Ezekiel 3:16-6:14; Hebrews 4:1-16; Psalm 104:24-35;
Proverbs 26:27
What’s your
motive?
Why do you
and I serve others? Why do we use our spiritual gifts to honor God? And how do
we even discern our own motives? Sometime we think we are serving in our church
from a desire to help others or teach others so that they may grow in their
Christian walk with God only to discover that deep in our heart is a desire to
be noticed and admired. I’ve often wondered if I have any truly pure
motivations to serve the Lord!
I remember
saying to a friend in AZ many years ago, “I might just as well give up having a
devotional time every day because on the days when I don’t read my Bible and
pray, I’m full of guilt and the days when I do, I’m filled with pride!” I was
frustrated with how to proceed. Eventually I figured out that it would be best
to keep having a devotional time (do you think?), though maybe not every day
while the kids were young, and that I should not focus on either guilt or
pride, but instead focus on my goal: getting to know Jesus better and letting
Him change me.
Our reading
in Hebrews 4:12 sheds light on this. Here’s a helpful comment from The Bible Knowledge Commentary:
“The inner life of a
Christian is often a strange mixture of motivations both genuinely spiritual
and completely human. It takes a supernaturally discerning agent such as the
Word of God to sort these out and to expose what is of the flesh.”
In Ezekiel, there are convicting words that also penetrate us to the core.
“When I say to a wicked man, ‘You will
surely die,’ and you do not warn him or speak out to dissuade him from his evil
ways in order to save his life, that wicked man will die for his sin, and I
will hold you accountable for his blood" (Ez. 3:18).
Strong words
that remind us: we are to speak the truth of God to our generation, like Ezekiel did, and we are accountable to God for our handling of God’s truth in our
generation.
In Ezekiel, we see the word of the Lord coming to Ezekiel and he must obey. He does some
very strange things at God’s command: he sets up a model of Jerusalem and lays
on his side by it for over a year to illustrate that the Nation is going to be
conquered and taken into captivity because of their refusal to follow the Lord.
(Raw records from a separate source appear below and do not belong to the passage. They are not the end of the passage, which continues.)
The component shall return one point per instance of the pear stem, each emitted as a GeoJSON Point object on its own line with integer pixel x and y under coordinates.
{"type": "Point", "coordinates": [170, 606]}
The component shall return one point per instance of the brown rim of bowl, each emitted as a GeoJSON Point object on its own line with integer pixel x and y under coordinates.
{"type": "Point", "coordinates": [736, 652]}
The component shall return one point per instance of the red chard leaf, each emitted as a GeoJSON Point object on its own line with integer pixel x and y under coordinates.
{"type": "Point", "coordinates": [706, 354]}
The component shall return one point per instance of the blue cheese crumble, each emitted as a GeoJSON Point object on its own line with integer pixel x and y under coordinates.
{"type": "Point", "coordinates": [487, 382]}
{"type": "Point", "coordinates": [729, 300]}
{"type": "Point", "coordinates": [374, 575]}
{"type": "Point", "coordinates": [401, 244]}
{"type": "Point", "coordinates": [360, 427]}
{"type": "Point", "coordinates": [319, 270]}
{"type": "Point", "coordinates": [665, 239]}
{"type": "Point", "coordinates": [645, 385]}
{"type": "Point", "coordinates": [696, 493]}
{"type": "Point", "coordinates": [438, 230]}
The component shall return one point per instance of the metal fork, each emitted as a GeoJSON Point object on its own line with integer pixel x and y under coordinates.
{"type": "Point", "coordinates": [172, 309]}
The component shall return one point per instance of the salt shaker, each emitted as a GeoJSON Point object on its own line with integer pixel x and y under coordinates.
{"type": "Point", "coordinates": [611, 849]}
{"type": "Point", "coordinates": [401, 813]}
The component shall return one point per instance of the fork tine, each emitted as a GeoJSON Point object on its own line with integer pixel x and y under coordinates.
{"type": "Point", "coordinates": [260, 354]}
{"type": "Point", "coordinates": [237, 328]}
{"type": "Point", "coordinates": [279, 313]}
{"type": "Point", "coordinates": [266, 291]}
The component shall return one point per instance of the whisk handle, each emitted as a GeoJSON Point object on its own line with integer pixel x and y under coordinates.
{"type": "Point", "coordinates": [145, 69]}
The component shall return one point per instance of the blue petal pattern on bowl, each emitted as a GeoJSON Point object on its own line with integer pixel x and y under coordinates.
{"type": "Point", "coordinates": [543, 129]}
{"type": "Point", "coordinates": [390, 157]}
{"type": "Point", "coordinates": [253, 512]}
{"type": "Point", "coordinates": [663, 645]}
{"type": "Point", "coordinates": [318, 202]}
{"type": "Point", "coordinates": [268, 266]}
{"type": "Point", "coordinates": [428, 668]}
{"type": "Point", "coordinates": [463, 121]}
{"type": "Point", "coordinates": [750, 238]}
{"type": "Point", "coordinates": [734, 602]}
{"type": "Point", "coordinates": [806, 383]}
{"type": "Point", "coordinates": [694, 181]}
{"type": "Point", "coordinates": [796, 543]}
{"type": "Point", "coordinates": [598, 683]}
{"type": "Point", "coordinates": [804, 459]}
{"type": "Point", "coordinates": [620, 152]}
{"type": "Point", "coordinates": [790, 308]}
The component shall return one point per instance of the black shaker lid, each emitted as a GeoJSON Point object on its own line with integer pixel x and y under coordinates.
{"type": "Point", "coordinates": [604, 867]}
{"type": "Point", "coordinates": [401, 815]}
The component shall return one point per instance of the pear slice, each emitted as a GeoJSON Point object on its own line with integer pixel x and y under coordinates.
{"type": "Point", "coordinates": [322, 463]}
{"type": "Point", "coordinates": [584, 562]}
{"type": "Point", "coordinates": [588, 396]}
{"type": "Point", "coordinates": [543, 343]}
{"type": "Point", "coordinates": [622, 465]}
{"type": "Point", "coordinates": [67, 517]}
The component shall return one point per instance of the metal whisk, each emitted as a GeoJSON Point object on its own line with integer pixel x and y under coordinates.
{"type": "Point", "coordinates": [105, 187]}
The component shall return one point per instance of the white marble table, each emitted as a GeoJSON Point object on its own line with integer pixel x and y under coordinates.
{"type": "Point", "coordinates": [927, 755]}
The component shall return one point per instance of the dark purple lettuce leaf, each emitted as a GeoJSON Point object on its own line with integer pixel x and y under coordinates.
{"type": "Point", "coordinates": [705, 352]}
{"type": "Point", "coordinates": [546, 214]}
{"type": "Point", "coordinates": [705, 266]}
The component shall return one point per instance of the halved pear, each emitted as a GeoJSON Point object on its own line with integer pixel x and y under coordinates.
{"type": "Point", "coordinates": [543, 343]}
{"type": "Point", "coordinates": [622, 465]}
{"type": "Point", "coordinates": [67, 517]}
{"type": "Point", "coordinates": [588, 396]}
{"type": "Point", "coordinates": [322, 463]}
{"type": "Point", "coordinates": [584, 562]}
This is Ezekiel’s version of Twitter—a way to communicate. As people noticed
his odd behavior they would report it to others and so word would spread of
what he was doing and why.
God explains
to Ezekiel why the Nation will be judged and sent into exile: “This is what the
Sovereign Lord says: This is Jerusalem, which I have set in the center of the
nations, with countries all around her. Yet in her wickedness she has rebelled against my laws and
decrees more than the nations and countries around her. She has rejected my
laws and has not followed my decrees” (Ez. 4:5-6, emphasis mine).
God’s Word
is indeed living and active. We do well to heed it instead of rebelling against
it as Israel did, even if our motives are sometimes mixed. Let God sort out the
motives in our hearts while we keep on serving Him.